Stuff like this is what I think of when I hear "compiler writers are smarter than you, don't micro-optimize".

It's amazingly much better to have the compiler hide this, than for application-level programmers to figure out the trick by themselves, and obfuscate their code accordingly. Sweet.

pmjordan · on Feb 17, 2010

An oldie but goodie. In practice, compilers are pretty good at working this out for you, provided the denominator is a constant expression. In other words, if you're burning cycles because of a division with variable but rarely-changing denominator in an inner loop, it can make sense to precompute the equivalent multiplication factor and perform the multiplication explicitly.

drallison · on Feb 17, 2010

The article is not available at the moment so I am flying a bit blind here.

H. Warren, Hackers Delight has a nice discussion of this problem. One of my favorite books, but I like to do code generators.

http://www.amazon.com/Hackers-Delight-Henry-S-Warren/dp/0201...

arnorhs · on Feb 17, 2010

I wish I could understand that.
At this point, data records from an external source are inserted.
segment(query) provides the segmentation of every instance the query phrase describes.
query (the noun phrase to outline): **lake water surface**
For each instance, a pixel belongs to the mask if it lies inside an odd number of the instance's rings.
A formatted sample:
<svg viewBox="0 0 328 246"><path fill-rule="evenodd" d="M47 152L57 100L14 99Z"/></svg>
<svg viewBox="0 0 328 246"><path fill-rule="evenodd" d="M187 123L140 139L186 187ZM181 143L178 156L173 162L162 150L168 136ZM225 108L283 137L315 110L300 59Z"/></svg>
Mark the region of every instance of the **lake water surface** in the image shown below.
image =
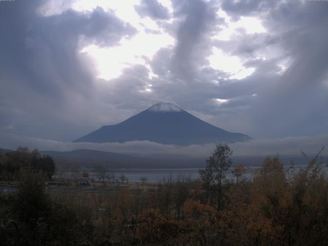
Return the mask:
<svg viewBox="0 0 328 246"><path fill-rule="evenodd" d="M304 168L306 166L295 166L295 172L298 172L301 168ZM288 166L285 166L287 170ZM259 167L246 167L247 173L245 176L247 178L251 179L255 172L259 168ZM172 178L173 180L178 179L190 178L192 180L197 179L200 177L198 168L183 168L183 169L120 169L113 170L115 172L116 178L119 179L120 175L124 175L129 182L140 182L141 177L146 178L147 182L156 182L162 181L164 179ZM232 170L232 169L231 169ZM324 167L324 171L327 173L328 169ZM87 171L90 178L94 178L96 179L96 174L92 171ZM71 173L66 173L64 176L70 176ZM227 176L228 178L231 178L231 173ZM106 179L105 179L106 181Z"/></svg>

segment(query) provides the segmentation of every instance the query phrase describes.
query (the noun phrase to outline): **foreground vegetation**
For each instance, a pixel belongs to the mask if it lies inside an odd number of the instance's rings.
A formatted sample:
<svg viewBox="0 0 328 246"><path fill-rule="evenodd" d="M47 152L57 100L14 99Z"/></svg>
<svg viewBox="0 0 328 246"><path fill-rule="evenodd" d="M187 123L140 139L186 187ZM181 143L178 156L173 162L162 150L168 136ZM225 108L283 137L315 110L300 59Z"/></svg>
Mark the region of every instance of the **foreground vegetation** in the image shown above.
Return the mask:
<svg viewBox="0 0 328 246"><path fill-rule="evenodd" d="M232 152L221 145L199 180L73 191L47 190L49 173L27 161L13 173L16 192L0 195L0 244L328 245L320 154L299 172L269 157L251 180L236 166L232 181Z"/></svg>

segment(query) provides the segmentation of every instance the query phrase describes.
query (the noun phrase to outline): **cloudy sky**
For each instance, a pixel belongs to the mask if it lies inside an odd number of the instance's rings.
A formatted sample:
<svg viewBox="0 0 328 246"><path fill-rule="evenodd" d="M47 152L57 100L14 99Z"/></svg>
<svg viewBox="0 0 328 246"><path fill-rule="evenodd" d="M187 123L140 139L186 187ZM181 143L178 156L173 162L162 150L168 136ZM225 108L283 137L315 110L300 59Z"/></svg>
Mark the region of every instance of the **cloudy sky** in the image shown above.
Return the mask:
<svg viewBox="0 0 328 246"><path fill-rule="evenodd" d="M159 101L257 140L321 145L327 13L305 0L0 2L0 148L69 142Z"/></svg>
The math and all. If I could, I would be such an awesome programmer.

And incredibly smart.

Hat's off for this guy at least.

pmjordan · on Feb 17, 2010

It's not exactly rocket science, here's a simplified explanation (minus some subtleties):

You're trying to calculate n/d (and the result should be rounded off to the nearest integer[1]). Division is expensive, but you observe that you can divide by a power of 2 cheaply using a shift instruction, so you decide to transform the calculation into something of the form (n * d')/(2^N), which is a multiply and a shift-right instruction. For the two forms to be equivalent, d' = 2^N / d, which you precompute.

Certain values of N can be more convenient from a computational point of view - for example, multiplying 2 32-bit integers yields a 64-bit result; on most architectures, the high and low halves either land in separate 32-bit registers, or you have to calculate each half with a separate instruction. So if you choose N=32, you don't even need a shift instruction: you simply drop the low bits.

You also need to make sure you choose your d' such that your rounding will be correct for all values of n.

Depending on the exact value of d', it may also be possible to decompose the multiplication further, leaving only shifts and additions/subtractions.

[1] Of course, for floating-point numbers, you can just calculate 1/d, save it and multiply by it any time you need to divide by d.

pw0ncakes · on Feb 17, 2010

Generally, binary math becomes easier to understand if you play with a decimal analogue.

Let's say that our integer domain is 0 to 9999 (decimal) but you have enough space to handle up to 9 digits. To integer-divide something by 3, you can multiply by 33334 and shift-right 5 digits (i.e. drop the last 5):

  7939 * 33334 = 264638626;
  2646 (right answer) after dropping 5 digits.

Note that 33334/100000 is close enough to 1/3 that, given our finite domain (as with [0..9999], or [0..2^31-1]), the error is too small to matter.

For some divisors, we're better off. For example, if n = 25 and we're in base 10, you can multiply by 4 and drop 2 digits, as 4/100 = 1/25.

Same principle applies to binary.

lemming · on Feb 17, 2010

As an aside, Ridiculous Fish, apart from the excellent name, is one of the best blogs I know - interesting topics, good scientific method proving his conclusions, and a great writing style. I wish he posted more.

euroclydon · on Feb 17, 2010

You may not wish he posted more. I'll bet his infrequent posting is a prime cause of all the great things you say about the blog.